Development Tools
DATPROF Subset offers several classification tools to simplify working with complex data models. These tools help users organize, manage, and fine-tune the structure of their data subsets.
Filtering
To streamline navigation and focus on specific tables, you can reduce the number of tables displayed by applying a search filter. This feature is particularly useful when working with complex data models containing numerous tables.
If you know the exact name of a table, you can type it directly to narrow the results. For broader searches, use the '%' symbol as a wildcard. For example, entering Customer%
will show all tables starting with "Customer," while %Order%
will display tables containing "Order" anywhere in their names. It's important to note that this filter only affects the display of tables in the panel and has no impact on the subsetting process.
S% will select all tables that begin with the letter S.
%S will select all tables that end with the letter S.
%S% will select all tables that contain an S anywhere inside it, but not at the start or end (unless it has one in the middle of the word, too!)
Labels
Adding labels to tables simplifies creating functional selections of tables. Labels can be managed from the Label menu, located to the right of the search panel.
Filter by Label: Select one or more labels to display only the tables associated with those labels.
Without labels: Choose to display tables not yet assigned a label.
New label: Add a new label for categorizing tables as needed.
Remove label: Delete existing labels that are no longer required.
Once a label is created, it cannot be renamed. However, you can remove labels if they are no longer needed.
Labels can be assigned to tables to help organize and categorize them within the development process. These labels serve as identifiers or tags for easier reference and management of tables during the subset creation, but they do not affect the actual subsetting process itself.
Labels can be assigned to tables by clicking the right mouse button and selecting one or more labels. This can also be done by selecting multiple tables and assigning labels to them.
Count Rows
The number of rows in tables within the Source database can be counted. This feature is particularly helpful during the classification of tables, such as determining the most suitable Start table. To count rows, right-click the desired table(s) and select Count Rows from the menu. The results of the row count are then saved to the project file.
The row count reflects the total number of rows present in the Source database, providing a complete view of the table's size. This differs from the Start filter, which displays only the rows that meet the specific filter criteria.
Visualizing the data model
After completing the classification, you can visualize the resulting data model from the Metadata by navigating to Visualize → Data model in the menu bar.
In the visualization screen, you can choose which tables to display. By default, only unused tables are hidden from view.

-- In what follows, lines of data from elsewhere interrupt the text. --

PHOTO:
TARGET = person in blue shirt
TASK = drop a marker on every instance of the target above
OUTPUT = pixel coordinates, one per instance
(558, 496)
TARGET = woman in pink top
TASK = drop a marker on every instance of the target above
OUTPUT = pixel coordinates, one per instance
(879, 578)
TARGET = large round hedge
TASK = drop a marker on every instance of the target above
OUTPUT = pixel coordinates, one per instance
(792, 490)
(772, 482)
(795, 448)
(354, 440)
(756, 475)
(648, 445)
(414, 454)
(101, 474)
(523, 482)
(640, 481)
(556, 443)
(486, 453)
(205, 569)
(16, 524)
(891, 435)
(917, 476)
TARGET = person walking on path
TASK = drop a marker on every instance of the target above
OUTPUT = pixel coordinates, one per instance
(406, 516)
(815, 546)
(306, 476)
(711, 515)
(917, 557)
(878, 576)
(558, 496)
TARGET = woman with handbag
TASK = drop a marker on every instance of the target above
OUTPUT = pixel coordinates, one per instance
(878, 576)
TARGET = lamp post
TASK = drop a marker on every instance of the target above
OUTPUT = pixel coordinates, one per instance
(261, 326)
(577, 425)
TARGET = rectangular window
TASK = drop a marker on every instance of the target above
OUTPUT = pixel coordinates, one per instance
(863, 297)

The displayed data model includes all classified entities as well as any manually added relationships.
Press Visualize.
When visualizing the data model, the tables are displayed using a color-coded scheme for easy identification:
Green: Start table
Yellow: Subset
Blue: Full
White: Empty
Grey: Unused
The navigation screen is located in the upper-left corner of the data model view. Clicking on any part of the navigation screen will center that portion of the data model.
The toolbar includes a drop-down menu where a specific table can be selected. Choosing a table from this list will center it on the screen. The toolbar also provides options to:
Zoom in or out of the data model
Fit the entire data model to the screen
Save or print the current view of the data model
Additionally, by right-clicking on any table, a context menu will appear, offering extra actions that can be executed.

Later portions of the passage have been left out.